Paul folded his arms across his chest, looking torn. “Fine. Let’s see if we can get an actual trace this time, Zooey?”
“It’s hard, with the signal bouncing all over, boss,” Zooey explained as Maggie pulled Grace aside.
“Okay, remember what I said,” Maggie directed. “He’s out of his depth here. He needs to be dealt with delicately. Don’t show your anger.”
Grace nodded, her heart hammering in her chest. Dorothy’s life was on the line. She couldn’t screw this up.
“You can do this,” Gavin said behind her.
She took a deep, steadying breath and hit the speaker button on the phone.
“Carthage,” she said.
“Once again, someone’s got hurt because you’re too caught up in your world to notice anything or anyone else,” he spat, his anger dripping off his voice like bitter molasses.
“Have you hurt Dorothy?” Grace asked, trying as hard as she could to keep the rage out of her words.

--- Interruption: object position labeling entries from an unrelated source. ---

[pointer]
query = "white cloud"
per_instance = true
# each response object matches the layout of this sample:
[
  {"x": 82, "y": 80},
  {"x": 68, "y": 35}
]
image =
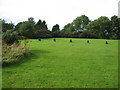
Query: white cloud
[{"x": 56, "y": 11}]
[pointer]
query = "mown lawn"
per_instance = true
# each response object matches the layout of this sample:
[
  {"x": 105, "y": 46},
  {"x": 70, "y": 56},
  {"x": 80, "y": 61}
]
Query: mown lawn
[{"x": 66, "y": 65}]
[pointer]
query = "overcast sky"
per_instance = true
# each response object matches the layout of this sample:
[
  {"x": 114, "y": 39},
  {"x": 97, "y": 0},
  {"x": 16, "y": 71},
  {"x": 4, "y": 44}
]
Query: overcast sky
[{"x": 56, "y": 11}]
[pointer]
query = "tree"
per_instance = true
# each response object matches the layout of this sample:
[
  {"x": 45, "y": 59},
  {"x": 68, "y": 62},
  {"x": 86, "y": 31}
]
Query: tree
[
  {"x": 100, "y": 27},
  {"x": 69, "y": 27},
  {"x": 55, "y": 28},
  {"x": 27, "y": 29},
  {"x": 7, "y": 26},
  {"x": 38, "y": 25},
  {"x": 9, "y": 37},
  {"x": 44, "y": 25},
  {"x": 31, "y": 20},
  {"x": 41, "y": 25},
  {"x": 80, "y": 22},
  {"x": 115, "y": 27}
]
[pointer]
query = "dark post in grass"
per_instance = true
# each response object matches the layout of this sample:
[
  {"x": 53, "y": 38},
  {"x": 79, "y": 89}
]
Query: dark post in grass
[
  {"x": 70, "y": 41},
  {"x": 54, "y": 40},
  {"x": 106, "y": 42},
  {"x": 39, "y": 39},
  {"x": 88, "y": 41}
]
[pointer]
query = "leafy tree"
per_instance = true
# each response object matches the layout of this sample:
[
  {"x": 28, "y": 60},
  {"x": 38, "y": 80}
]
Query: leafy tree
[
  {"x": 38, "y": 25},
  {"x": 27, "y": 29},
  {"x": 69, "y": 27},
  {"x": 80, "y": 22},
  {"x": 41, "y": 25},
  {"x": 44, "y": 25},
  {"x": 55, "y": 28},
  {"x": 9, "y": 37},
  {"x": 100, "y": 27},
  {"x": 43, "y": 34},
  {"x": 31, "y": 20},
  {"x": 7, "y": 26},
  {"x": 115, "y": 27}
]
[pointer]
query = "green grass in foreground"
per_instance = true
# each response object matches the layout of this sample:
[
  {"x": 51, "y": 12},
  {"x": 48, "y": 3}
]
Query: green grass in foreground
[{"x": 66, "y": 65}]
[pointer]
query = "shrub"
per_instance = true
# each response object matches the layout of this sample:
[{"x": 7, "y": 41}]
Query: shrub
[{"x": 14, "y": 53}]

“I was talking about that agent of yours,” Carthage sneered. “Walker, was it?” He tutted. “He got in my way. He was quite determined. Very noble. I hope I didn’t mess up his face too much. But maybe he’ll get a pity fuck out of you, if he’s a good boy.”
Grace bit the inside of her lip, refusing to glance over at Gavin, even though she wanted to.
“Is Dorothy okay?” she asked.
“She’s a screamer,” Carthage said, and there was a delighted, sickening double entendre to his words.
Grace’s stomach clenched, her fingers curling into fists. “If you’ve raped her—” she started, only to be cut off with his cruel laughter. The sound curled around Grace like a tentacle. She could barely stand it, the feeling of being trapped, of the world tightening around her, no room to breathe or run.